One of the first steps in separation and divorce is the financial disclosure process. Before the parties can determine how to divide assets and debts incurred in the marriage, full and frank disclosure is essential. Complete financial transparency between the parties is highly crucial.
As part of the disclosure process, both parties must provide sworn Financial Statements and supporting documentation. Unfortunately, there are some cases where people attempt to provide false or incomplete information. This may have significant impacts on the division of property, equalization, and support obligations.
Hiding assets during divorce is illegal. If uncovered, a judge can force the guilty party to pay fines or give the other party the total amount of those assets.
What You Need to Know About Hiding Assets During Divorce
You can look out for several things, such as if your spouse is hesitant in providing financial disclosure, or if what they are disclosing is different from what you remember it to be.
If you suspect your spouse is hiding assets during divorce, you should look for a change in financial habits. Check to see if your spouse has an unusual amount of cash withdrawals, or transfers between bank accounts or to other financial institutions.
Try to watch for bank statements or letters arriving from financial institutions you do not usually deal with. This may mean your spouse has financial dealings with other banks and may have money hiding in different bank accounts that you are not aware of.
Another red flag is if you find your spouse suddenly setting up trusts, lending, or gifting money to family and friends. Perhaps they are trying to disburse funds to show they have fewer assets than they do. Your spouse may also misrepresent or conceal their income to avoid paying support or paying a lesser amount of support.
If you see that your spouse is depositing their paychecks less often than they usually do, or if their deposit amounts are less than usual, this may be an indication of them hiding their actual income. Spouses that own businesses may be hiding money in the company. For example, they may wait until after the date of separation to close large deals, or pay fake salaries to non-existent employees.

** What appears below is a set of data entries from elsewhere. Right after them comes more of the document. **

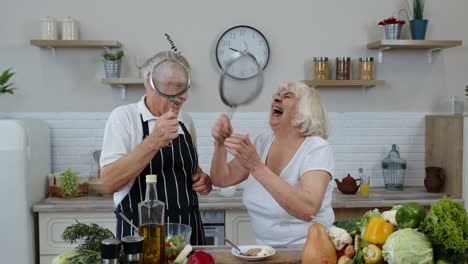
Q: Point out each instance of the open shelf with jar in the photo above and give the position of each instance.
(52, 44)
(430, 46)
(123, 83)
(364, 84)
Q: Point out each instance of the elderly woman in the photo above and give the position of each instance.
(290, 167)
(143, 138)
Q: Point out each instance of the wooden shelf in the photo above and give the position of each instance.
(343, 83)
(43, 43)
(430, 45)
(123, 83)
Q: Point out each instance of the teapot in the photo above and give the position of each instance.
(348, 185)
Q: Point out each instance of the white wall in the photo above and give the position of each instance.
(297, 31)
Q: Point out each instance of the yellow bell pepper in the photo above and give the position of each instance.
(373, 255)
(377, 231)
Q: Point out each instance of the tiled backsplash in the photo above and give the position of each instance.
(359, 139)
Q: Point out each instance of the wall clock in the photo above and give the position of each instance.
(242, 38)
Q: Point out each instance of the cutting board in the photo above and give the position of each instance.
(278, 258)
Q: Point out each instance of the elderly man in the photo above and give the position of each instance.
(147, 138)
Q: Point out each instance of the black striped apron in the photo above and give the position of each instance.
(174, 165)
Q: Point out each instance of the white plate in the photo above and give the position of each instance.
(247, 247)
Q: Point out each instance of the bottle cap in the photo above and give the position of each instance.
(151, 178)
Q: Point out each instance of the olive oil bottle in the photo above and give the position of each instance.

If you suspect your spouse of misrepresenting their assets or income, you should immediately advise your mediator or lawyer, so this can be addressed and dealt with by requesting further financial documents, for example.
There are cases where your spouse may be required to provide a forensic accounting of their accounts. Forensic accountants can assist by tracking financial transactions over some time to determine if there has been any dissipation of matrimonial property. A forensic accountant can also help trace exempt matrimonial property back to its origin and determine whether or not there has been a co-mingling of matrimonial funds that would otherwise be exempt from equal division. Such is the case with inheritances received during the term of the marriage.
Consequences of Hiding Assets During Divorce
If a spouse is caught hiding assets during divorce, has lied, or sworn false documents during the separation and divorce to conceal those assets, they could be committing fraud. If convicted, the person could be sentenced to pay restitution to the other spouse, a fine to the Court, and/or to imprisonment.
In addition, the Court can grant an unequal division of family property, leading to the spouse who concealed assets being entitled to less property than the other spouse. The Court can also freeze matrimonial assets and prevent further excessiveness after separation or divorce.
In Cunha v. Cunha (1994), 3195 (BCSC) the BC Supreme Court stated:
“Non-disclosure has been called the ‘cancer’ of matrimonial property litigation. Non-disclosure discourages settlement or promotes settlements which are inadequate. It increases the time and expense of litigation. The prolonged stress of unnecessary battle may lead … women simply to give up and walk away with only a share of the assets they know about, taking with them the bitter aftertaste of a reasonably based suspicion that justice was not done. Non-disclosure also has a tendency to deprive children of proper support.”
To translate, being dishonest or withholding information during financial negotiations can ultimately hinder settlement, make the process more costly, cause indecisiveness and confusion, and result in an unjust settlement.
If you suspect your spouse is hiding assets or concealing income, you should take steps to contact a legal professional to get further advice.